The coat of arms of the Warmian–Masurian Voivodeship, Poland consists of a red Iberian style escutcheon (shield) that is divided horizontally into two parts. The top part features a white eagle with a yellow (golden) crown on its head. The bottom part is divided vertically into two fields. The left bottom field depicting a Lamb of God, in a form of a white (silver) sheep with a yellow (golden) circular aureola behind its head, holding in its right hoof, a yellow (golden) cross with a white (silver) banner with red cross on it, attached to it, and bleeding from its chest, with the red drops of blood falling towards a yellow (golden) chalice placed in front of it, between its legs. The right bottom field depicts a black eagle with a yellow (golden) crown put on its neck, and a capital letter S placed on its chest.

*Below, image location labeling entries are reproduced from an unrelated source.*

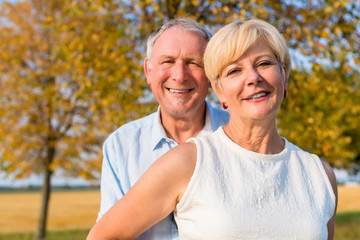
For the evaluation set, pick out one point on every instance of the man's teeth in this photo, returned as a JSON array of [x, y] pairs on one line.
[[257, 95], [179, 91]]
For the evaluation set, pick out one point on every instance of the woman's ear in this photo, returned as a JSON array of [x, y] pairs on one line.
[[284, 72], [218, 91]]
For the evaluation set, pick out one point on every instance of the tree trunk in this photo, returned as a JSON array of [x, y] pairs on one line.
[[45, 199]]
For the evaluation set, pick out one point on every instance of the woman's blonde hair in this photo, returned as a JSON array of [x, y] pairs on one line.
[[231, 42]]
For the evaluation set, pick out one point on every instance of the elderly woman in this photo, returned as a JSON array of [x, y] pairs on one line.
[[244, 181]]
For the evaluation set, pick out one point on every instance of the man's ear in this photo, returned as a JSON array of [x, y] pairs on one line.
[[147, 70]]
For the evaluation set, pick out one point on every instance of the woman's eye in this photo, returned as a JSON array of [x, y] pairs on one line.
[[167, 61], [233, 71]]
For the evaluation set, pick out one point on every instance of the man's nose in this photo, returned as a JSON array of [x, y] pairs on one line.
[[180, 72]]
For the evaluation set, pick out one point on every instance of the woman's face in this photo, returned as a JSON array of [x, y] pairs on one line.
[[253, 86]]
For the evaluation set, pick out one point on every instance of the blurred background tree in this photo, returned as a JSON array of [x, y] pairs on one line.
[[71, 72]]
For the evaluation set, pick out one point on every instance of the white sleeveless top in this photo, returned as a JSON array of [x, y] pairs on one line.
[[235, 193]]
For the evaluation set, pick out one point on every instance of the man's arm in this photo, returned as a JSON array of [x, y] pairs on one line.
[[332, 178], [151, 199], [110, 186]]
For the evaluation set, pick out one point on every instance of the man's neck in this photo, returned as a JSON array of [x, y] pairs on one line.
[[180, 129]]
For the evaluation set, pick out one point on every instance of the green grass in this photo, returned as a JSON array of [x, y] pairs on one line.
[[346, 228]]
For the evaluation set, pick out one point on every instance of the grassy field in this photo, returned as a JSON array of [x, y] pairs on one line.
[[72, 213]]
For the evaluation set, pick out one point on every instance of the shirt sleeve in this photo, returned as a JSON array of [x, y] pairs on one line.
[[110, 185]]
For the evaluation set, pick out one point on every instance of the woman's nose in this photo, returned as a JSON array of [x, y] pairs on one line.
[[252, 76]]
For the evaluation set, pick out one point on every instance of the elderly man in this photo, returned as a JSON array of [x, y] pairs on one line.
[[174, 70]]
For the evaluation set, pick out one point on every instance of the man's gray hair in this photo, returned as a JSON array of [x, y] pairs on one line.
[[186, 23]]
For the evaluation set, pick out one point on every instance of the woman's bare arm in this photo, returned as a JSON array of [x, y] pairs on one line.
[[151, 199], [332, 178]]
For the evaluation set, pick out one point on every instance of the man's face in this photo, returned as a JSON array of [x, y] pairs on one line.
[[176, 74]]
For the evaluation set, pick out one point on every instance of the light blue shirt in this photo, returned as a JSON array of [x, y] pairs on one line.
[[131, 149]]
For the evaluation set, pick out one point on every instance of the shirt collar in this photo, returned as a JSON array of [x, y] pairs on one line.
[[158, 132]]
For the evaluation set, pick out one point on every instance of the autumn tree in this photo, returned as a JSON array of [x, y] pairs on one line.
[[321, 112], [68, 75], [71, 72]]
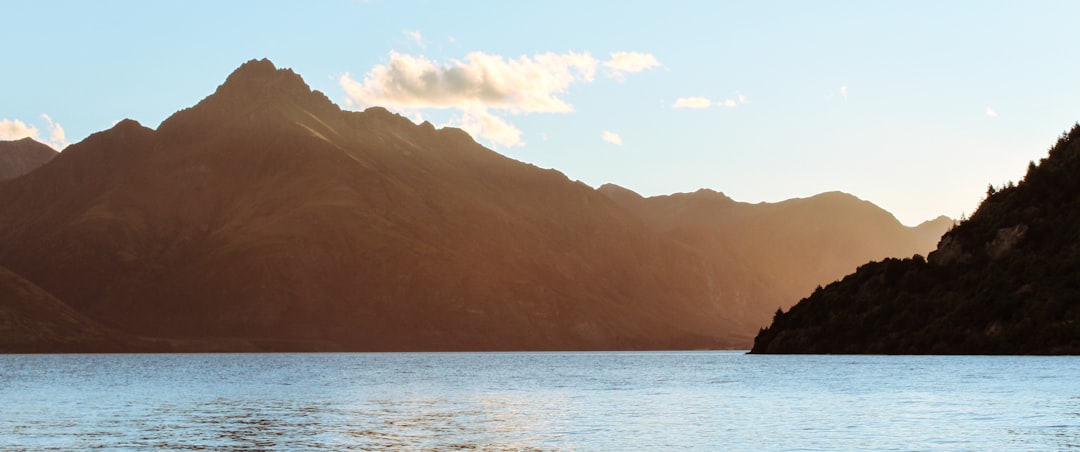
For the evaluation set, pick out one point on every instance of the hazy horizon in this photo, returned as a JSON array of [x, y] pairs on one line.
[[915, 107]]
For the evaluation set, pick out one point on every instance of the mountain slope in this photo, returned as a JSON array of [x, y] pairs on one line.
[[267, 214], [34, 320], [769, 255], [1003, 282], [21, 156]]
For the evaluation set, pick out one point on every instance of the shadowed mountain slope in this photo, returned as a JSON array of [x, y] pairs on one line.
[[1004, 282], [770, 255], [21, 156], [267, 214]]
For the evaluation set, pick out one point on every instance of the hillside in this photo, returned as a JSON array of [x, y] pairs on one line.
[[21, 156], [769, 255], [1004, 282], [265, 214], [34, 320]]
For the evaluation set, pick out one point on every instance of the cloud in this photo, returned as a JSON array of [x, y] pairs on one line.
[[482, 84], [611, 137], [704, 103], [525, 84], [623, 63], [11, 129], [415, 37], [56, 136], [480, 123], [692, 103]]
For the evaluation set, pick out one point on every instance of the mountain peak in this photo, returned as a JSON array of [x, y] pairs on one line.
[[259, 78], [253, 93]]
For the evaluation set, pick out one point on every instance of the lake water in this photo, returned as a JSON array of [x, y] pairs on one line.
[[697, 400]]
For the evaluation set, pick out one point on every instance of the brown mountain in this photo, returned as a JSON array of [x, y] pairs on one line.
[[266, 215], [34, 320], [21, 156], [1007, 281], [770, 255]]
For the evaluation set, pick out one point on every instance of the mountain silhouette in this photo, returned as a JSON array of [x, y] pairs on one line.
[[267, 214], [1002, 282], [266, 218], [769, 255], [21, 156]]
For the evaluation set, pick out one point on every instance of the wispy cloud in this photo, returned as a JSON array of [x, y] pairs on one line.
[[415, 37], [623, 63], [16, 129], [611, 137], [56, 137], [11, 129], [483, 83], [699, 103], [692, 103]]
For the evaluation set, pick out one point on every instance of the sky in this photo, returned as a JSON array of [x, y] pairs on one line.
[[915, 106]]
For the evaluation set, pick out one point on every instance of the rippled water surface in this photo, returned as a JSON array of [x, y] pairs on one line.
[[703, 400]]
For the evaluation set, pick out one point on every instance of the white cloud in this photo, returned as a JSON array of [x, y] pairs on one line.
[[415, 37], [56, 136], [611, 137], [482, 84], [11, 129], [692, 103], [526, 84], [480, 123], [623, 63], [704, 103]]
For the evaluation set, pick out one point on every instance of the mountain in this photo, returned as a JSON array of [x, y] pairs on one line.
[[34, 320], [1007, 281], [21, 156], [769, 255], [268, 217]]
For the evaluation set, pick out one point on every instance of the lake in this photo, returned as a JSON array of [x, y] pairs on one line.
[[662, 400]]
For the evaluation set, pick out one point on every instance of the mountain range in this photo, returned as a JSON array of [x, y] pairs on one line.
[[266, 218], [21, 156], [1007, 281]]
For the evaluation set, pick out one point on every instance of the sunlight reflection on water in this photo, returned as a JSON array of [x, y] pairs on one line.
[[537, 401]]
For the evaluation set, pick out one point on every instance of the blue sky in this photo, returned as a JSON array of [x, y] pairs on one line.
[[914, 106]]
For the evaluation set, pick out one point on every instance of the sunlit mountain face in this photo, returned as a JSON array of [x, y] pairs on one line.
[[267, 218]]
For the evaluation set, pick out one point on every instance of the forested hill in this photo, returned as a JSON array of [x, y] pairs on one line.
[[1007, 281]]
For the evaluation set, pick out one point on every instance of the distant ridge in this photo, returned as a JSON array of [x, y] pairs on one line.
[[266, 218], [1003, 282], [21, 156], [768, 255]]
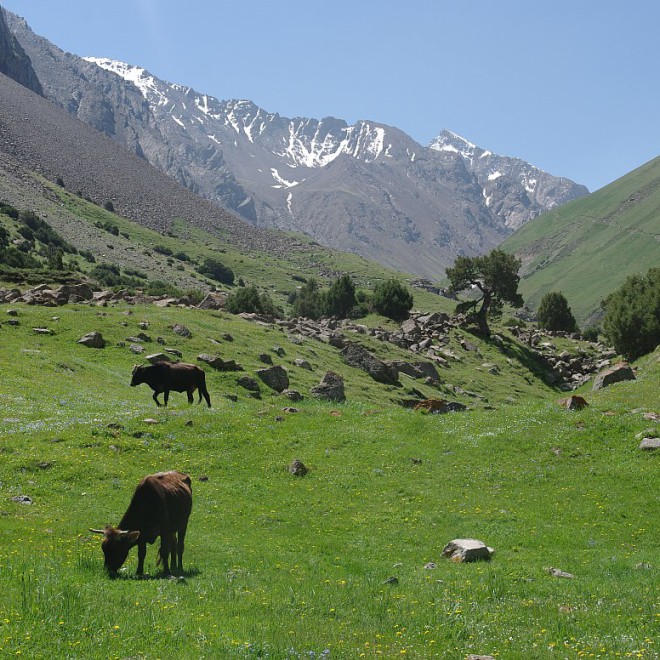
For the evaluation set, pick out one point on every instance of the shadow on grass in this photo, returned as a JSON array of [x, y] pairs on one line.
[[175, 577]]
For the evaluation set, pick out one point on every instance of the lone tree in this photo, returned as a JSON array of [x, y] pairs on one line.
[[340, 297], [554, 313], [495, 276], [632, 315], [392, 299]]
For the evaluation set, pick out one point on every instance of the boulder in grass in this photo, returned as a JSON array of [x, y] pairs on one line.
[[93, 340], [158, 357], [298, 468], [616, 374], [467, 550], [331, 388], [275, 377], [574, 402]]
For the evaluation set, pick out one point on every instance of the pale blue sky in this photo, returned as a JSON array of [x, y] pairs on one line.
[[572, 86]]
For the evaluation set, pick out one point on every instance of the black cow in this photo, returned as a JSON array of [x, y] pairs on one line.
[[178, 376], [160, 506]]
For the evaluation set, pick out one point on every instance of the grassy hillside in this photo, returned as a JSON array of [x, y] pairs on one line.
[[285, 567], [587, 248], [135, 247]]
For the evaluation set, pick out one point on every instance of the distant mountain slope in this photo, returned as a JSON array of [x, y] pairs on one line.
[[587, 248], [13, 60], [512, 188], [39, 136], [368, 188]]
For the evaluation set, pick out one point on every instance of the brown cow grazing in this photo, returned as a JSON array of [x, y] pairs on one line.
[[160, 506], [178, 376]]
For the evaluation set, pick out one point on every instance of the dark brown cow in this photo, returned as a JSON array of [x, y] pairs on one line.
[[160, 506], [178, 376]]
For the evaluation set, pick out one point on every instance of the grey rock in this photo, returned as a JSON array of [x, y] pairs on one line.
[[93, 340], [331, 388], [467, 550], [181, 330], [248, 383], [616, 374], [298, 468], [355, 355], [649, 444], [274, 377]]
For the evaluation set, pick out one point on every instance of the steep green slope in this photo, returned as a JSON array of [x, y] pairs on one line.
[[587, 248], [345, 562]]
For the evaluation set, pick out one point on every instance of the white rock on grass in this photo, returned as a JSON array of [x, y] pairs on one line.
[[465, 550]]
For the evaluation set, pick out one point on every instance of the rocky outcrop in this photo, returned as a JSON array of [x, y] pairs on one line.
[[14, 62], [616, 374], [356, 355], [275, 377], [331, 388]]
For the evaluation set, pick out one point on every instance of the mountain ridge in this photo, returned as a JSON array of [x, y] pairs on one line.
[[367, 188]]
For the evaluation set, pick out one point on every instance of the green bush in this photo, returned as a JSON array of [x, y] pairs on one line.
[[307, 301], [632, 315], [108, 226], [591, 333], [9, 210], [216, 271], [249, 300], [554, 313], [163, 249], [340, 298], [14, 258], [392, 299]]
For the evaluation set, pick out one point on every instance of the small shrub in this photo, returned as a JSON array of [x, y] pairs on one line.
[[163, 249], [133, 272], [216, 271], [632, 315], [591, 333], [108, 226], [249, 300], [392, 299], [554, 313]]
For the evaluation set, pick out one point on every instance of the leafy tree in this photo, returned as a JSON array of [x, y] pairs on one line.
[[107, 274], [4, 237], [216, 271], [554, 313], [308, 301], [632, 315], [495, 276], [55, 255], [249, 300], [392, 299], [340, 298]]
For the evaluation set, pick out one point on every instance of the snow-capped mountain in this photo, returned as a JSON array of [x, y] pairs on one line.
[[367, 187], [512, 188]]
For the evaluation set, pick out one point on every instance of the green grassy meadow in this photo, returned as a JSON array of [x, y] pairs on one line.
[[588, 247], [280, 566]]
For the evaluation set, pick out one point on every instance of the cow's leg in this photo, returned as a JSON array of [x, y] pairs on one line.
[[164, 551], [142, 553], [180, 546], [173, 547]]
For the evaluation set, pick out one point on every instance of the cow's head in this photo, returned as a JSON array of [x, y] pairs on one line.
[[116, 544], [138, 375]]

The coat of arms was designed by designed by Paweł Dudziński, and adopted in 2002.

== Design ==
The coat of arms of the Warmian–Masurian Voivodeship consists of a red Iberian style escutcheon (shield) with square top and rounded base, that is divided horizontally into two parts. The top part features a white (silver) eagle with long outstretched wings. It wears a yellow (golden) crown on its head, and has yellow (golden) beak, eye, and legs. On each of its wings, there is a yellow (golden) upwards-curved bar, stretched from its chest to the end of its wings, ended in a trefoil. It is based on an eagle used as the symbol of Poland, during the rule of Władysław II Jagiełło, who was the king of Poland from 1386 to 1434.

The coat of arms of the Roman Catholic Archdiocese of Warmia.
Historical coat of arms of the Duchy of Prussia which existed from 1525 to 1657.

The bottom part of the coat of arms is divided vertically into two fields. The left field features the Lamb of God, in a form of a white (silver) sheep with a yellow (golden) circular aureola with a red cross within it, behind its head. In its front right hove, it holds a yellow (golden) cross with a white (silver) banner with red cross on it, attached to it. It bleeds from its chest, with the red drops of blood falling towards a yellow (golden) chalice placed in front of it, between its legs. It is based on the coat of arms of the historical region of Warmia, more precisely the Prince-Bishopric of Warmia, and the Roman Catholic Archdiocese of Warmia, with the Lamb of God being one of the regional symbols since the 14th century.

The right bottom field features a black eagle with risen wings, and its head turned to its right. It wears a yellow (golden) crown on its neck, and has a yellow (golden) beak and legs, and a white eye. On its chest it has a yellow (golden) capital letter S on its chest, which refers to Sigismund I the Old, king of Poland from 1506 to 1548. On each of its wings, there is a yellow (golden) upwards-curved bar, stretched from its chest to the end of its wings, ended in a trefoil. The eagle is based on the coat of arms of the Duchy of Prussia which existed from 1525 to 1657. King Sigismund I the Old had established said design in the 16th century. It is sometimes attributed to the historical region of Masuria.

== History ==
The coat of arms was designed by Paweł Dudziński, and adopted by the Warmian–Masurian Voivodeship on 6 August 2002. Its design had been criticized by the Heraldic Commission of Poland, and was not approved by the Minister of Culture and National Heritage of Poland.